July 19, 2007
I am a licensed insurance professional and mutual funds salesperson.
I have invested a considerable amount of time and money to become someone who can help people with insurance or wish to invest in mutual funds. My goal is to help them make an informed and inteligent choice as to what if anything they need. It puzzles me why the SEC feels that I don't deserve any compensation for that. If there is no compensation then I, along with countless others who are doing an honest job, will have to quit helping people and let those potential investors who are brave enough do it on their own. We simply cannot devote our time to free service. Naturally the majority of people will no longer take advantage of the opportunity to invest.

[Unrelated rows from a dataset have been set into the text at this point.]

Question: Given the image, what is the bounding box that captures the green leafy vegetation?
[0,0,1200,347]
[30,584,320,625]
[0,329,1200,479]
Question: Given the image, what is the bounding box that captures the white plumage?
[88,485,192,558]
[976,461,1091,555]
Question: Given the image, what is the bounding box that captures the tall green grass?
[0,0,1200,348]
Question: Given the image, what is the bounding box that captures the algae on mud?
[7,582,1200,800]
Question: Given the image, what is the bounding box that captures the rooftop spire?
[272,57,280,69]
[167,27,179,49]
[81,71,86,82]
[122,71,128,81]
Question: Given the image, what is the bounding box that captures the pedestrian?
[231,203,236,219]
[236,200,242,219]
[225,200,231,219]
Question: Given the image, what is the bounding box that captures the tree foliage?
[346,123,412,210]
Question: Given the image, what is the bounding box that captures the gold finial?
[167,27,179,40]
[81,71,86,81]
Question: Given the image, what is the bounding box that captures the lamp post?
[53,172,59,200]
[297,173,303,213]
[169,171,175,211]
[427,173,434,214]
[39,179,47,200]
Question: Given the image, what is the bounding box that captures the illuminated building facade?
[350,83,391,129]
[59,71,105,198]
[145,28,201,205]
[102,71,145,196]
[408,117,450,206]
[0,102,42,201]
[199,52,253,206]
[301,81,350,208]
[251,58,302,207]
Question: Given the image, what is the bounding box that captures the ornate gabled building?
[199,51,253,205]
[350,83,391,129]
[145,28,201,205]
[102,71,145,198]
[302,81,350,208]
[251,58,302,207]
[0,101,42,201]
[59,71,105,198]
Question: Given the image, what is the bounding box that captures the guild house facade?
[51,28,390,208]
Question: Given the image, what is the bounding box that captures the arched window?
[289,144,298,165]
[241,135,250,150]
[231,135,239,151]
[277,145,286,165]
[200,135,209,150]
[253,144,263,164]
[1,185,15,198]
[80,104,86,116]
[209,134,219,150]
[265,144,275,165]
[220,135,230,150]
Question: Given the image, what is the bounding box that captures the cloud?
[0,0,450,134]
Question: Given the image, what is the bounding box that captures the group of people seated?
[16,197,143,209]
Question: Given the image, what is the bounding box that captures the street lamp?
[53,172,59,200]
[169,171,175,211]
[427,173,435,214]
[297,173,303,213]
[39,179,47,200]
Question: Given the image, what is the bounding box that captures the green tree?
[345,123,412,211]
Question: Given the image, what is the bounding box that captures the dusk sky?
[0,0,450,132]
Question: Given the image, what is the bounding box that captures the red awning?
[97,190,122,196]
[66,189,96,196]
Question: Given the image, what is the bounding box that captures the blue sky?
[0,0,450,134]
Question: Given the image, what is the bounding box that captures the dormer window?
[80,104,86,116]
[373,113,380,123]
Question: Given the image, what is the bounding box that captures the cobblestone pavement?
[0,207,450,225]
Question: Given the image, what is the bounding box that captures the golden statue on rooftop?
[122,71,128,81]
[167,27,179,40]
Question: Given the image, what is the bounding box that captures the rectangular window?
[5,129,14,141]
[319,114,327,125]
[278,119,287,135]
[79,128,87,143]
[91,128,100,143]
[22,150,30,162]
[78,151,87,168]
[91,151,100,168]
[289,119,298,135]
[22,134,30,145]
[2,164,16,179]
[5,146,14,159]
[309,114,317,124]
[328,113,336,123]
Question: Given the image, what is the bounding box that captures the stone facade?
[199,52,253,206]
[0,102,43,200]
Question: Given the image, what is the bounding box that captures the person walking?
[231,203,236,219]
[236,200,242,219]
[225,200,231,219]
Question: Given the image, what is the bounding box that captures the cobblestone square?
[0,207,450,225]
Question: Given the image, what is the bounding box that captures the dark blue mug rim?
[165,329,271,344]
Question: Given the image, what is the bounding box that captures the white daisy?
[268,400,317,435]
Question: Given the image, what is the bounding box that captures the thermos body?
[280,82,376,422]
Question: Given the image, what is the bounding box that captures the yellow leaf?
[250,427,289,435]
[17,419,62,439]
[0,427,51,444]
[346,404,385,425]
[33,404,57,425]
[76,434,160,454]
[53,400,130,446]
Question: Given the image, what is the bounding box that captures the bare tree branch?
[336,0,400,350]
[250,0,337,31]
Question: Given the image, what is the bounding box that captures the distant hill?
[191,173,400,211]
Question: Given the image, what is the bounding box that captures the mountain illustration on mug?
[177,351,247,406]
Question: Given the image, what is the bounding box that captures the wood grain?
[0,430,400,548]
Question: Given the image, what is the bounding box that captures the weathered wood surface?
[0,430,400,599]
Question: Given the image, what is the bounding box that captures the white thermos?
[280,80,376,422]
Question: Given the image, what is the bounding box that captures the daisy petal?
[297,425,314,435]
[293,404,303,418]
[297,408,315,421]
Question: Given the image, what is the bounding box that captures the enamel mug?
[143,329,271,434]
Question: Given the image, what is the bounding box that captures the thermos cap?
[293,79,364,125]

We do inform people of what the fees are and I have yet to encounter someone who feels we shouldn't get any compsation. We also inform them there is risk with investing and that there are no guarantess. Sometimes the consumer has some responsibility in all of this. If an investor becomes disgruntled because they lost some money in an investment, it seems they have been given carte blanche to persue any means to punish the investment profesional.
While I am a staunch advocate of the watchful eye of the SEC to prevent swindlers from practicing, I think the focus has shifted too far toward the consumer side and may even begin penalizing the very consumer it is trying to protect by penalizing our ability to help them.
Thank you for your consideration of my views on this subject.